Thursday, August 04, 2005

The Slippery Slope to Legalized Incest

Many elites said that Justice Scalia was off his rocker when he made his slippery slope argument in his dissent in Lawrence v. Texas where the Supreme Court decided in 2003 that laws against consensual homosexual sex were unconstitutional. Scalia (joined by Rehnquist and Thomas) argued that the Lawrence ruling would lead to the overturning of laws against adultery, fornication, adult incest, homosexual “marriage”, polygamy, etc.

While many scoffed at this merely two years ago, Radford University professor Matthew J. Franck says here that we are on the verge of seeing it come to pass. The Seventh Circuit Court of Appeals recently ruled in Muth v. Frank that Wisconsin’s prohibition on incest is constitutional, but Franck says that the ruling will end with a bad result.

Let’s note that Franck is a professor of political science and is not a lawyer. Still, his analysis is difficult to reason against. He notes that while the court held in favor of Wisconsin, it clearly erred in its interpretation of Lawrence. He concludes that this was done on purpose so as to force the Supreme Court to take care of its own mess – a protest of sorts by the Seventh Circuit against having to rule that laws against incest are unconstitutional.

Franck suggests that this issue will soon come before the Supreme Court. The court will rely on Lawrence and will have to conclude that government has no legitimate interest in preventing adult incest.

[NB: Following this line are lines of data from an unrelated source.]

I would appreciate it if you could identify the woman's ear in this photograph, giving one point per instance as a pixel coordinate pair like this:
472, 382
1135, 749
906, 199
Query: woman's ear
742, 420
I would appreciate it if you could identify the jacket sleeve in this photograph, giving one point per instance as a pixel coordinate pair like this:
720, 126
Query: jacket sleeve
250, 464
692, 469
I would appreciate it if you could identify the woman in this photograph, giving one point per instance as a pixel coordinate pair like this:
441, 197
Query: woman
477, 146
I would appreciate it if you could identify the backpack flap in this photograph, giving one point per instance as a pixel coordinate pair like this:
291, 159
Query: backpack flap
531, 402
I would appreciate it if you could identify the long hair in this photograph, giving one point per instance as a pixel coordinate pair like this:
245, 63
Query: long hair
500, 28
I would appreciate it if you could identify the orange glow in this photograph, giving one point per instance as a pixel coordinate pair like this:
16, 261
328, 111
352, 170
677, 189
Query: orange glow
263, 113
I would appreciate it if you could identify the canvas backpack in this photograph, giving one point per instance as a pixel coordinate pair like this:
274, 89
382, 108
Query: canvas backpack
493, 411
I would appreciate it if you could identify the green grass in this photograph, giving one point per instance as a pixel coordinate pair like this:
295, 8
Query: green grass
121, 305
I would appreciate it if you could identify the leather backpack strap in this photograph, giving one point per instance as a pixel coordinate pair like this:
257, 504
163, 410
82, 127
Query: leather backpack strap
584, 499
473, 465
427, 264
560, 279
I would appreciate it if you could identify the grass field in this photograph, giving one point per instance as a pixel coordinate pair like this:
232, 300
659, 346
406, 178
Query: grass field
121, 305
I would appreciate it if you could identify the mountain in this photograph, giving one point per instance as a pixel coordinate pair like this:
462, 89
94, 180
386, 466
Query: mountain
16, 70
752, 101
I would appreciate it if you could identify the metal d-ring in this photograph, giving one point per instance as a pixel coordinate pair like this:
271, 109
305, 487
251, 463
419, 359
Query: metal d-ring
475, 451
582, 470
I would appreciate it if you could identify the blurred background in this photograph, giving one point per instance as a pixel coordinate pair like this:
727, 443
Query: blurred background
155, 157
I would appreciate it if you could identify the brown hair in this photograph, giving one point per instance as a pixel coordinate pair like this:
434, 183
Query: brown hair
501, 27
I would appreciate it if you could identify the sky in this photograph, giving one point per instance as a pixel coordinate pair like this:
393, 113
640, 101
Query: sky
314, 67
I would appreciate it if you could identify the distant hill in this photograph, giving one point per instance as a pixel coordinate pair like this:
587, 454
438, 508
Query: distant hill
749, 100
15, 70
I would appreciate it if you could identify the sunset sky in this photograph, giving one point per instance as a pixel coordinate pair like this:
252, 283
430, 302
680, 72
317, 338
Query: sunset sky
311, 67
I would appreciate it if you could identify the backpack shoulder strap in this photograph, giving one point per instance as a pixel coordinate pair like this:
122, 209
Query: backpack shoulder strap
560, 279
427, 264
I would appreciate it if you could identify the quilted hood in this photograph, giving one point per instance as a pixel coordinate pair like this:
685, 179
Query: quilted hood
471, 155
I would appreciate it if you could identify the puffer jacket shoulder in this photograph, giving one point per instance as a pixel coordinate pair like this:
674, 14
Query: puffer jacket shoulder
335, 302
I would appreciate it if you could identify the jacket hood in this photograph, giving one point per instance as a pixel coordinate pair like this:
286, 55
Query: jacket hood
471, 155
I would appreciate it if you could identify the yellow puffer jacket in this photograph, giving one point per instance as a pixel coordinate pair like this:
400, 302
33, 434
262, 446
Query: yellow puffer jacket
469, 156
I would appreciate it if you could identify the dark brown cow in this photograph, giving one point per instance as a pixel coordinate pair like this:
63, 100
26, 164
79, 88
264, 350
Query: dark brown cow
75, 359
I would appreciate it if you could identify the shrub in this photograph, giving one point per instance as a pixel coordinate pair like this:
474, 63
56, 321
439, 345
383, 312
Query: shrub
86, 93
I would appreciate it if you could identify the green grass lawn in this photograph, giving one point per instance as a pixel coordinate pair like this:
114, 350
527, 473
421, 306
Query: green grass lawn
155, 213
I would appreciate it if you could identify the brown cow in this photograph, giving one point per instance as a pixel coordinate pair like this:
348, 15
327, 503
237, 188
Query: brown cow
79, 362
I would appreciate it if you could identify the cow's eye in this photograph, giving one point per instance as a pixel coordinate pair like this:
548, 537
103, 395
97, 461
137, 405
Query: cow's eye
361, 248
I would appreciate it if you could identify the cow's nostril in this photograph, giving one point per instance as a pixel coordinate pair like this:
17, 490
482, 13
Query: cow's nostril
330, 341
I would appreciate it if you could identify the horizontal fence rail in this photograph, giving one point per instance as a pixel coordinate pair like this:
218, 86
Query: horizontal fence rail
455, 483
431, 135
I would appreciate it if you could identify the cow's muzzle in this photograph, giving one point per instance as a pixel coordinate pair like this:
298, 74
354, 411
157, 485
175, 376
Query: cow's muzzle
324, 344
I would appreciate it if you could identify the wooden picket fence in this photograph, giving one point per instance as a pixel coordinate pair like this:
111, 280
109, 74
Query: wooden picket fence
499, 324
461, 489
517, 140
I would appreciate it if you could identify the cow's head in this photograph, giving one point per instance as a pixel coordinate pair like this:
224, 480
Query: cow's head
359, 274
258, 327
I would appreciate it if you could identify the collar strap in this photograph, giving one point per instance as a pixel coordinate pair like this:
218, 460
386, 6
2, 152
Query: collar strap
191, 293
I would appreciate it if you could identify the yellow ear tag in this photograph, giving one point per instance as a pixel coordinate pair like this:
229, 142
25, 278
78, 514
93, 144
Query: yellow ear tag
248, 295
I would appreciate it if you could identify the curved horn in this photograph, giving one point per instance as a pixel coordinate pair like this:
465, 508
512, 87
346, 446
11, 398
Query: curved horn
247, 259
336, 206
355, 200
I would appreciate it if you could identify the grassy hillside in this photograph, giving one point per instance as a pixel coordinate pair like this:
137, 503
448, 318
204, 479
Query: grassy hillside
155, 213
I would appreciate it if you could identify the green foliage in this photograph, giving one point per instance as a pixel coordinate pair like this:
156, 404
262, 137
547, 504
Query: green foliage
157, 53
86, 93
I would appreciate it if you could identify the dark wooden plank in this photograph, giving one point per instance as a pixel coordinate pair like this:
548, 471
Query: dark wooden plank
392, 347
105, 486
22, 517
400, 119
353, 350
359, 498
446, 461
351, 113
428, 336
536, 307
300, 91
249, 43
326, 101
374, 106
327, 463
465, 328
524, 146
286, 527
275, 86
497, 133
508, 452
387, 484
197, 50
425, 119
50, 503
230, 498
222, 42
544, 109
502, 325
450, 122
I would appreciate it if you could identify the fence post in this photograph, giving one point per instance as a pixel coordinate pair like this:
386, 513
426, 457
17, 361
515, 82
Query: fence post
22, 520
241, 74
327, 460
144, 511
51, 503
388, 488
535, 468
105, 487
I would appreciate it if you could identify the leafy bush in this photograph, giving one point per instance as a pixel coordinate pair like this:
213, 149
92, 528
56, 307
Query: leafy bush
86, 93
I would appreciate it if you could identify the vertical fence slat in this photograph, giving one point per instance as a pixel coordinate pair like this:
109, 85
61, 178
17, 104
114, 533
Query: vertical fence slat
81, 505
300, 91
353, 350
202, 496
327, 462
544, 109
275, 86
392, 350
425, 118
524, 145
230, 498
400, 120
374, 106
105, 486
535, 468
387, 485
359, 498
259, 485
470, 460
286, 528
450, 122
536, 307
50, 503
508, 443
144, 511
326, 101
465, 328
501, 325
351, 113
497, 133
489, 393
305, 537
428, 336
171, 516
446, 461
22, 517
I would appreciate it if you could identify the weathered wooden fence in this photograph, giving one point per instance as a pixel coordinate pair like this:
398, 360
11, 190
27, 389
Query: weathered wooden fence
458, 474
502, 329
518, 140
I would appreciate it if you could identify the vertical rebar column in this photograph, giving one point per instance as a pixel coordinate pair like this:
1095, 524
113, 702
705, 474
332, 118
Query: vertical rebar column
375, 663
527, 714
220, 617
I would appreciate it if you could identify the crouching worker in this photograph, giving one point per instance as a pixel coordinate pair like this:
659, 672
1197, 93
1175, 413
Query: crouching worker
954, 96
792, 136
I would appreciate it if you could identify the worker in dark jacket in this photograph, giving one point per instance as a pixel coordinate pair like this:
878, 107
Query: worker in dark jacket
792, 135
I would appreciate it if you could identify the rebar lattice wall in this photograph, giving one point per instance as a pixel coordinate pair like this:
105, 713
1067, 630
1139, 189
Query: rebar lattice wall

The rest of the practices mentioned above will quickly follow on the heels of that decision with the result that many of the laws codifying millennia-old mores that constitute the fabric of Western civilization will be tossed to the wind like so much chaff.

The current Supreme Court’s version of the Constitution consists not of law, but of what seems to be good in the minds of at least five justices. Justice O’Connor’s statements in Lawrence make it clear that she was ruling in the interest of what she thinks is fairness. However, the court does not exist to implement fairness. It exists to interpret law. As noted by Jonah Goldberg, many members of the current court simply “cannot tolerate the idea that a good law can be unconstitutional or that a bad law can actually be constitutional.”

Moreover, a ruling by the court will not settle the matter if public sentiment is against it. Note that three decades after Roe v. Wade the public is more sharply divided than ever over abortion and people on both sides of the issue are far from letting it be. The court may strike down widely accepted moral laws, but instead of ending the battle it will add new fire to it.

There is a groundswell of people who are tired of being told that the laws that they pass through our representative process do not pass the muster of elite justices. The court once held the philosophy that it should intervene against the properly represented will of the people only in the most egregious cases. Today it intervenes whenever something seems unfair to the elite and it keeps lowering the bar.

Charley Foster has a link on his blog to an American Enterprise Institute paper on the push by progressives to substantially alter the Constitution through judicial fiat (Part I, Part II). These articles are well researched and are very eye opening. It is worth fighting to bring some legal conservatives to the court. John Fund says that even this will be insufficient and that we now need 18-year term limits on Supreme Court justices. This is an idea I can support.

2 comments:

Steve Dillard said...

Franck's piece misses the mark in several respects, but especially in his failure to acknowledge the context in which Muth was decided:

http://southernappeal.blogspot.com/2005/08/kissing-sibs-could-supreme-court.html

Scott Hinrichs said...

Feddie: Thanks for your analysis. I agree that Franck's failure to point out that the Seventh Circuit's ruling was based on a Habeus is a kicker that ruins his position on this case. However, I think he has a point that something akin to the substance of this case will eventually come before SCOTUS based on Lawrence.